The lawsuit also names Altria Group, the parent company of Philip Morris USA. Altria invested $12.8 billion for a 35% stake in JUUL in 2018. Last October, the company took a $4.5 billion write down on that investment in the wake of mounting health concerns linked to vaping as well as concerns raised about the company’s alleged marketing to teenagers.
The lawsuit was filed in Oregon’s Lane County Circuit Court by Kewmarse Imani, and alleges “JUUL, in advertising and promoting its electronic cigarettes, failed to give an adequate warning about the danger those electronic cigarettes posed to persons likely to be injured by those electronic cigarettes. Although some of JUUL’s more recent advertisements have mentioned that JUUL contains nicotine, those advertisements made no suggestion JUUL electronic cigarettes contained more nicotine than competing products.”

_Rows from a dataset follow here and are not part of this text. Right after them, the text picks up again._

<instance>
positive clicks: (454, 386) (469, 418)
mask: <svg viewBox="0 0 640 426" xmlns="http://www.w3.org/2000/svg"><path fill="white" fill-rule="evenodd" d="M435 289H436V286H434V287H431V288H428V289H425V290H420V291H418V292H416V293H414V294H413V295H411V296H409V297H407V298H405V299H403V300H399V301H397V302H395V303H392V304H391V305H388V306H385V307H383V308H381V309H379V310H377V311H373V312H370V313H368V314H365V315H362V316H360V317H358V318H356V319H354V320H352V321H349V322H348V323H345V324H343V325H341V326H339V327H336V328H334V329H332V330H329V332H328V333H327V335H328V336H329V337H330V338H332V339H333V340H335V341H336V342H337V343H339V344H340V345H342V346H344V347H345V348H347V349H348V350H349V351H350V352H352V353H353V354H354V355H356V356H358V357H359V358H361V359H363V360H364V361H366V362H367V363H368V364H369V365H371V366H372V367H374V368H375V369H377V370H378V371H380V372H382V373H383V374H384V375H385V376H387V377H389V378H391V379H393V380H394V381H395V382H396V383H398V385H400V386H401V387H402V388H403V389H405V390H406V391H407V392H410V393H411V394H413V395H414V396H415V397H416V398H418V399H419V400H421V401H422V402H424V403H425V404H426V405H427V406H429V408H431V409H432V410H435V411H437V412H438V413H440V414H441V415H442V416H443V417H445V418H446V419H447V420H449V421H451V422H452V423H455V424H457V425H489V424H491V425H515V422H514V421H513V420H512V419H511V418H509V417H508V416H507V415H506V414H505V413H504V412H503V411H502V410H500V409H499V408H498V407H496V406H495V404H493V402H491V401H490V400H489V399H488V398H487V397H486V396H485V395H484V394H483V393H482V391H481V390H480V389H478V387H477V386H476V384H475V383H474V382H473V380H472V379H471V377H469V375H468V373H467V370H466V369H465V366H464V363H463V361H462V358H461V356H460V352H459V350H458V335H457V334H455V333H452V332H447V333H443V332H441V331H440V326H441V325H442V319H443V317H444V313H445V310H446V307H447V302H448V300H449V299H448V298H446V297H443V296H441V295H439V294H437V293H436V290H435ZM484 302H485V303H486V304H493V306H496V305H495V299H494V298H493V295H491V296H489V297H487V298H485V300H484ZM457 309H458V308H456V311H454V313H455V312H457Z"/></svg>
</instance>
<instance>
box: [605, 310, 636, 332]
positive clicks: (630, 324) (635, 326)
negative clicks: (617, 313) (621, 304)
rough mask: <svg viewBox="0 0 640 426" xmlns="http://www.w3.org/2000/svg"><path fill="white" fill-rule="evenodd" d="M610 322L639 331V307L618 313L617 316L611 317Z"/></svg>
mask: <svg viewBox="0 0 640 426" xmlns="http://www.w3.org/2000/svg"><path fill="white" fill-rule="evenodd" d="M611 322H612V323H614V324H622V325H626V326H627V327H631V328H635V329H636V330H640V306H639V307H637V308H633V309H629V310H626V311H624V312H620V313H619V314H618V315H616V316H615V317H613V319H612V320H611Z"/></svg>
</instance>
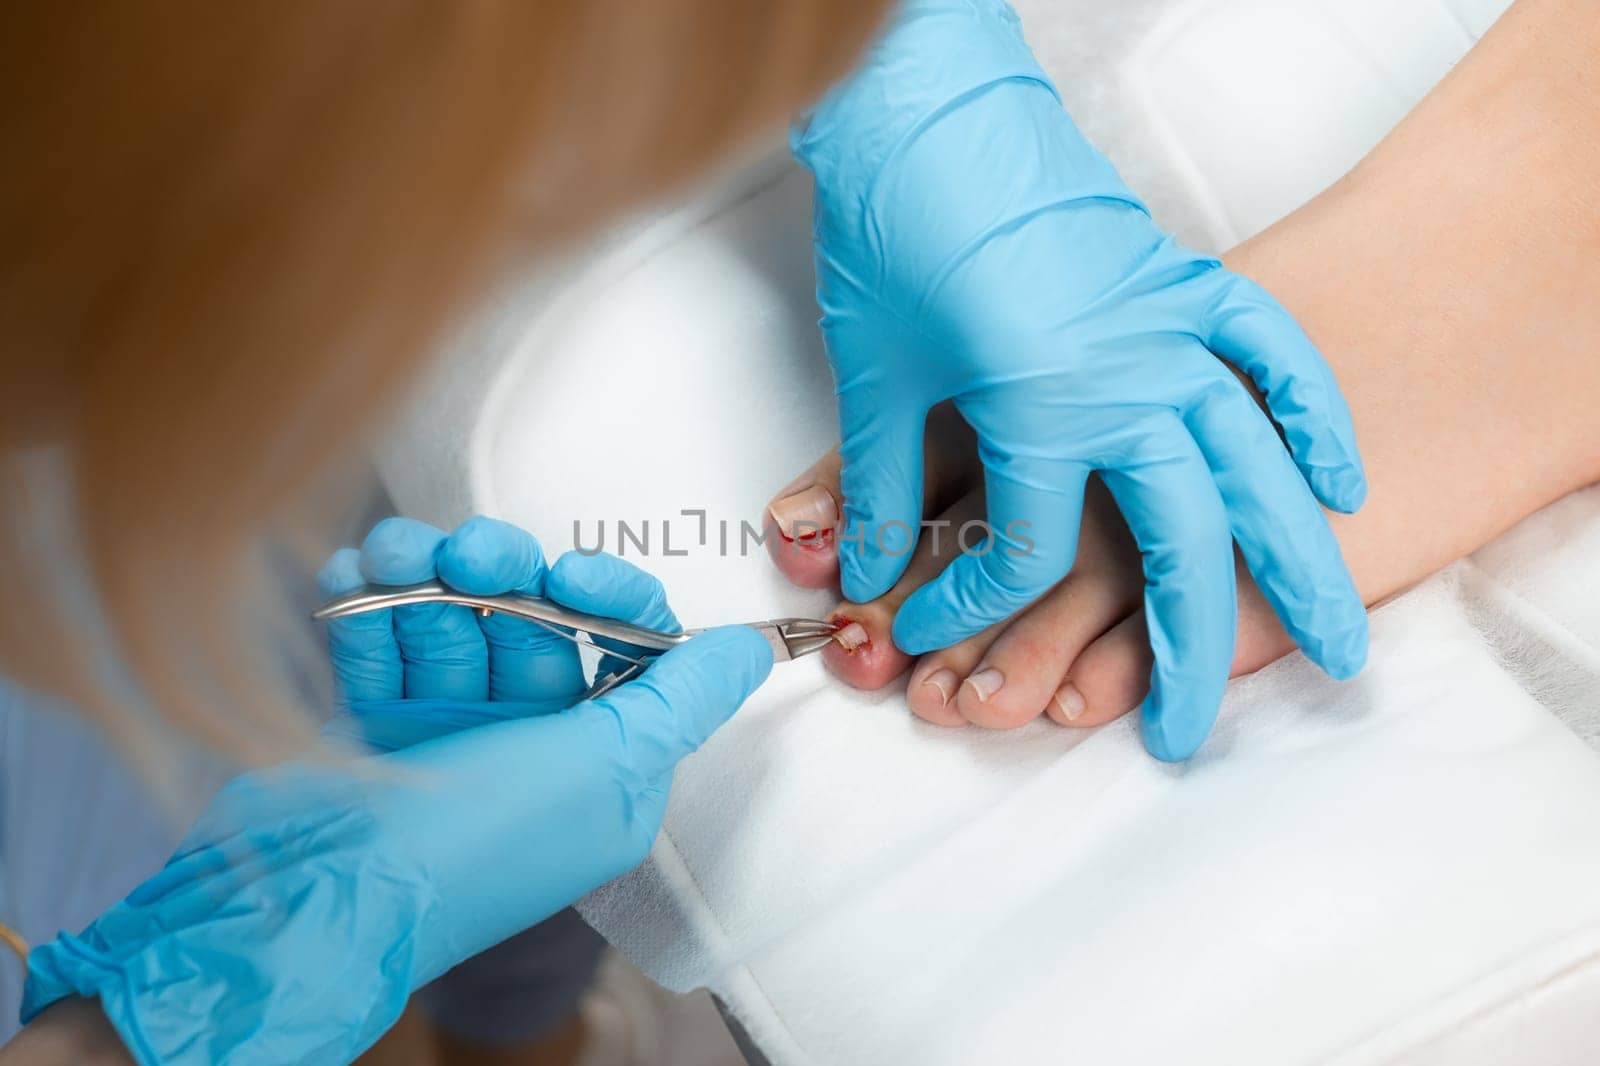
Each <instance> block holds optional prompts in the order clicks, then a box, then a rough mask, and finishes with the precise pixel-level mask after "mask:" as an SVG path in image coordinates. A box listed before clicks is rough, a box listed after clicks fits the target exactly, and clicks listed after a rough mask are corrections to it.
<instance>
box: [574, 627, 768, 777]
mask: <svg viewBox="0 0 1600 1066" xmlns="http://www.w3.org/2000/svg"><path fill="white" fill-rule="evenodd" d="M771 669H773V650H771V647H770V645H768V643H766V640H765V639H763V637H762V635H760V634H758V632H755V631H754V629H750V627H749V626H723V627H720V629H709V631H706V632H704V634H699V635H696V637H694V639H693V640H688V642H686V643H680V645H678V647H675V648H672V650H670V651H666V653H662V656H661V658H659V659H656V661H654V663H653V664H651V666H650V669H648V671H645V674H643V675H642V677H640V679H638V680H632V682H629V683H626V685H622V687H619V688H614V690H613V691H610V693H606V695H605V696H602V698H598V699H592V701H589V703H584V704H581V706H579V707H578V709H576V712H578V714H582V715H590V717H595V719H598V720H600V723H602V725H603V728H602V736H603V738H606V743H611V744H616V747H618V759H619V762H621V763H622V765H626V767H627V768H629V770H630V771H632V773H634V775H635V778H634V784H635V786H637V787H640V789H643V787H650V786H651V783H656V781H659V778H661V776H662V775H664V773H667V771H670V770H672V768H674V767H675V765H677V763H678V762H680V760H682V759H683V757H685V755H688V754H690V752H693V751H694V749H698V747H699V746H701V744H704V743H706V738H709V736H710V735H712V733H714V731H715V730H717V727H720V725H722V723H723V722H726V720H728V719H730V717H731V715H733V712H734V711H738V709H739V706H741V704H742V703H744V701H746V699H747V698H749V696H750V693H754V691H755V690H757V688H758V687H760V685H762V682H763V680H766V675H768V674H770V672H771Z"/></svg>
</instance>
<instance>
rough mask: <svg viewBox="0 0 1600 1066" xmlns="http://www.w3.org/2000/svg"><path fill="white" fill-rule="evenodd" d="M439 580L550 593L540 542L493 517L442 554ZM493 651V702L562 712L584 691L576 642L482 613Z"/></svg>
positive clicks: (504, 592) (438, 569)
mask: <svg viewBox="0 0 1600 1066" xmlns="http://www.w3.org/2000/svg"><path fill="white" fill-rule="evenodd" d="M437 567H438V578H440V581H443V583H445V584H448V586H451V587H454V589H459V591H462V592H472V594H477V595H501V594H506V592H520V594H523V595H539V597H542V595H547V591H546V581H547V578H549V567H547V565H546V562H544V551H542V549H541V547H539V541H538V539H536V538H534V536H533V535H531V533H528V531H526V530H523V528H520V527H517V525H512V523H509V522H501V520H498V519H488V517H483V515H478V517H472V519H467V520H466V522H462V523H461V525H459V527H456V530H454V533H451V535H450V536H448V538H445V539H443V541H442V543H440V546H438V552H437ZM478 627H480V629H482V632H483V640H485V643H486V647H488V696H490V699H498V701H523V703H526V701H541V703H542V704H546V706H560V704H562V701H563V698H565V699H571V698H574V696H578V693H581V691H582V690H584V674H582V666H581V663H579V659H578V648H576V647H574V645H573V642H571V640H568V639H566V637H562V635H560V634H555V632H550V631H549V629H546V627H544V626H539V624H536V623H531V621H528V619H525V618H514V616H510V615H501V613H493V615H486V616H485V615H480V616H478Z"/></svg>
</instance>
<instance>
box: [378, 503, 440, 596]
mask: <svg viewBox="0 0 1600 1066" xmlns="http://www.w3.org/2000/svg"><path fill="white" fill-rule="evenodd" d="M443 538H445V535H443V533H442V531H440V530H435V528H434V527H430V525H427V523H426V522H418V520H416V519H405V517H398V515H394V517H389V519H384V520H381V522H379V523H378V525H374V527H373V528H371V531H370V533H368V535H366V539H365V541H362V575H363V576H365V578H366V579H368V581H374V583H378V584H411V583H413V581H426V579H429V578H430V576H434V552H435V551H437V547H438V543H440V541H442V539H443Z"/></svg>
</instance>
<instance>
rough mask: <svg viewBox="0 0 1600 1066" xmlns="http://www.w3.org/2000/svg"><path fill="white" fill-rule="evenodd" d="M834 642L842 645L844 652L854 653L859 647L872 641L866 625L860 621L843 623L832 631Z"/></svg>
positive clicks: (839, 646)
mask: <svg viewBox="0 0 1600 1066" xmlns="http://www.w3.org/2000/svg"><path fill="white" fill-rule="evenodd" d="M834 643H837V645H838V647H842V648H843V650H845V651H846V653H854V651H856V650H859V648H864V647H866V645H869V643H872V637H870V634H867V627H866V626H862V624H861V623H845V624H843V626H840V627H838V629H835V631H834Z"/></svg>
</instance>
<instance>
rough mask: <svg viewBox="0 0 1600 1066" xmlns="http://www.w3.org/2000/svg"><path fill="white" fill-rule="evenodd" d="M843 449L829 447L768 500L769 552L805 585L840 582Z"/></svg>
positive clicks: (813, 585)
mask: <svg viewBox="0 0 1600 1066" xmlns="http://www.w3.org/2000/svg"><path fill="white" fill-rule="evenodd" d="M838 499H840V490H838V453H837V451H829V453H827V455H826V456H822V458H821V459H818V461H816V463H813V464H811V469H808V471H806V472H805V474H802V475H800V477H797V479H795V480H794V482H790V483H789V485H787V487H786V488H784V490H782V491H779V493H778V495H776V496H774V498H773V501H771V503H770V504H766V517H765V535H766V554H768V555H771V559H773V563H774V565H776V567H778V570H781V571H782V575H784V576H786V578H789V579H790V581H792V583H795V584H798V586H800V587H803V589H826V587H829V586H832V584H835V583H837V581H838V544H837V543H835V539H834V527H835V525H837V523H838Z"/></svg>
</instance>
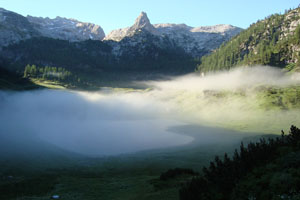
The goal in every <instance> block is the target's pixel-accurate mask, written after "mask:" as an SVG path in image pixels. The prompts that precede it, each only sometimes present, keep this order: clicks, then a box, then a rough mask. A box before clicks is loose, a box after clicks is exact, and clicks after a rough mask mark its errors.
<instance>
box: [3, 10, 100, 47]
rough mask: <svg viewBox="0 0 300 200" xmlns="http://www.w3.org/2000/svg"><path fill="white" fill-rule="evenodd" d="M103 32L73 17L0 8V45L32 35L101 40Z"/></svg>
mask: <svg viewBox="0 0 300 200" xmlns="http://www.w3.org/2000/svg"><path fill="white" fill-rule="evenodd" d="M104 36H105V34H104V31H103V30H102V28H101V27H100V26H99V25H95V24H92V23H84V22H80V21H77V20H75V19H67V18H61V17H56V18H55V19H49V18H41V17H32V16H27V17H23V16H22V15H19V14H17V13H14V12H11V11H8V10H5V9H3V8H0V47H3V46H8V45H10V44H14V43H18V42H19V41H21V40H27V39H30V38H32V37H50V38H54V39H61V40H68V41H71V42H74V41H85V40H89V39H91V40H102V39H103V38H104Z"/></svg>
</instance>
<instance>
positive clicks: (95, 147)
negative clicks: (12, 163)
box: [0, 90, 193, 156]
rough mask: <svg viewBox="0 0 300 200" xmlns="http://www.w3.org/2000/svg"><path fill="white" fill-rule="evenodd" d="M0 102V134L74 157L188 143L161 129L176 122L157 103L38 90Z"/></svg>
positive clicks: (146, 148) (24, 93) (136, 99)
mask: <svg viewBox="0 0 300 200" xmlns="http://www.w3.org/2000/svg"><path fill="white" fill-rule="evenodd" d="M93 96H96V97H99V98H96V97H94V99H93ZM0 98H1V105H0V109H1V115H0V121H1V124H2V125H1V127H0V132H1V135H6V134H7V135H10V136H11V137H12V136H14V138H18V140H24V138H26V137H27V138H28V137H29V138H30V137H35V138H36V137H38V138H39V139H41V140H42V141H46V142H49V143H51V144H54V145H56V146H58V147H60V148H62V149H65V150H69V151H72V152H76V153H80V154H85V155H92V156H97V155H116V154H124V153H131V152H136V151H141V150H149V149H156V148H165V147H170V146H177V145H183V144H187V143H189V142H191V141H192V140H193V139H192V138H191V137H188V136H184V135H179V134H175V133H171V132H169V131H167V129H168V128H169V127H171V126H175V125H180V124H182V123H179V122H177V121H175V120H169V119H165V118H164V117H163V116H162V117H160V113H161V114H162V113H163V112H164V111H163V109H162V108H159V107H160V106H159V105H157V104H154V103H153V102H152V103H150V102H147V101H146V102H142V101H140V100H139V98H138V97H137V98H136V99H131V101H128V97H127V95H121V96H119V95H117V96H113V95H112V96H111V95H109V96H108V95H104V94H102V93H100V92H99V93H85V92H71V91H54V90H39V91H29V92H21V93H4V92H1V94H0ZM16 148H18V147H16Z"/></svg>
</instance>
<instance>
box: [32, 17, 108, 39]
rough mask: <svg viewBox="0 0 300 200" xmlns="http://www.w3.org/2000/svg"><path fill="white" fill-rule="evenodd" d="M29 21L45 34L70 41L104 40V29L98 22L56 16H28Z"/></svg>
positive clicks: (46, 34)
mask: <svg viewBox="0 0 300 200" xmlns="http://www.w3.org/2000/svg"><path fill="white" fill-rule="evenodd" d="M27 19H28V21H29V22H30V23H31V24H32V25H33V27H34V28H35V29H36V30H38V31H39V32H40V33H41V34H42V35H43V36H45V37H50V38H54V39H61V40H69V41H72V42H74V41H84V40H88V39H91V40H102V39H103V38H104V37H105V34H104V31H103V29H102V28H101V27H100V26H99V25H96V24H92V23H84V22H80V21H77V20H75V19H67V18H62V17H56V18H55V19H50V18H42V17H32V16H27Z"/></svg>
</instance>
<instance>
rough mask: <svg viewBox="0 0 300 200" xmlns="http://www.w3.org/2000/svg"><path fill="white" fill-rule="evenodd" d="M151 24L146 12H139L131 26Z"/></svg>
mask: <svg viewBox="0 0 300 200" xmlns="http://www.w3.org/2000/svg"><path fill="white" fill-rule="evenodd" d="M149 25H151V23H150V20H149V18H148V16H147V13H145V12H141V14H140V15H139V16H138V17H137V18H136V20H135V23H134V25H133V26H136V27H141V28H142V27H145V26H149Z"/></svg>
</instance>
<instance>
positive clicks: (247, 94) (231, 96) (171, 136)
mask: <svg viewBox="0 0 300 200" xmlns="http://www.w3.org/2000/svg"><path fill="white" fill-rule="evenodd" d="M295 77H296V76H295V75H293V76H290V75H286V74H284V73H282V72H281V71H280V70H279V69H277V68H271V67H261V66H260V67H252V68H239V69H234V70H232V71H228V72H220V73H215V74H206V75H205V76H204V77H201V76H199V75H195V74H193V75H186V76H182V77H179V78H173V79H169V80H166V81H150V82H143V83H141V84H146V85H148V87H151V88H152V89H151V90H149V91H135V92H128V91H125V90H124V91H118V92H115V91H114V90H111V91H110V89H106V90H101V91H98V92H86V91H67V90H66V91H59V90H35V91H25V92H4V91H2V92H0V121H1V126H0V137H1V139H2V140H0V143H1V144H0V145H1V146H2V147H0V153H1V152H2V154H3V152H5V151H4V150H5V148H8V147H9V146H10V147H11V149H22V145H23V144H27V146H30V143H32V141H35V142H34V144H36V143H38V142H39V141H40V142H41V143H42V142H47V143H50V144H54V145H56V146H58V147H59V148H62V149H66V150H69V151H73V152H77V153H81V154H85V155H116V154H120V153H130V152H136V151H140V150H147V149H152V148H163V147H169V146H176V145H183V144H187V143H189V142H191V141H192V140H193V139H192V138H191V137H189V136H186V135H183V134H176V133H172V132H169V131H168V130H172V128H171V129H170V127H174V126H178V125H184V124H198V125H201V126H211V127H226V128H230V129H235V130H244V131H252V132H253V131H256V132H258V133H260V132H266V133H274V132H278V133H280V130H281V129H285V128H288V127H289V126H290V125H291V124H295V125H297V123H299V119H300V114H299V113H300V112H299V110H281V109H268V110H266V109H264V108H263V104H264V103H265V102H264V101H262V100H263V98H261V96H260V95H261V91H260V90H258V89H257V88H259V87H260V86H264V87H270V86H272V87H287V86H289V85H296V84H299V79H298V78H297V77H296V78H295ZM207 130H209V129H201V128H199V135H201V134H204V132H205V134H206V135H207V134H208V133H207ZM220 137H222V135H220ZM224 137H226V136H224ZM202 140H203V141H202V142H203V143H205V137H203V138H202ZM218 141H220V140H218ZM10 144H13V145H10ZM32 144H33V143H32ZM33 146H34V145H33ZM1 148H2V150H1ZM6 152H7V149H6Z"/></svg>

Imani claims that the vape companies were negligent in their marketing to youth, enticing them with flavored e-liquids and cartoon-character endorsements. The lawsuit also claims the companies were fraudulent in their concealing and misrepresenting of the health risks their products posed to users. Imani also draws a comparison to Big Tobacco’s advertising and concealing of health risks of cigarettes.
“It was easy for JUUL to copy Big Tobacco’s proven marketing strategy,” the lawsuit states. “But JUUL exploited this information to learn how to hook a generation of America’s youth on nicotine. JUUL does not even keep this fact a secret.”
Beasley Allen lawyers Joseph VanZandt and Sydney Everett, together with Mass Torts Section Head Andy Birchfield, are currently representing several individuals who are suing the top U.S. vape maker JUUL for the negative impact its products have had on their lives.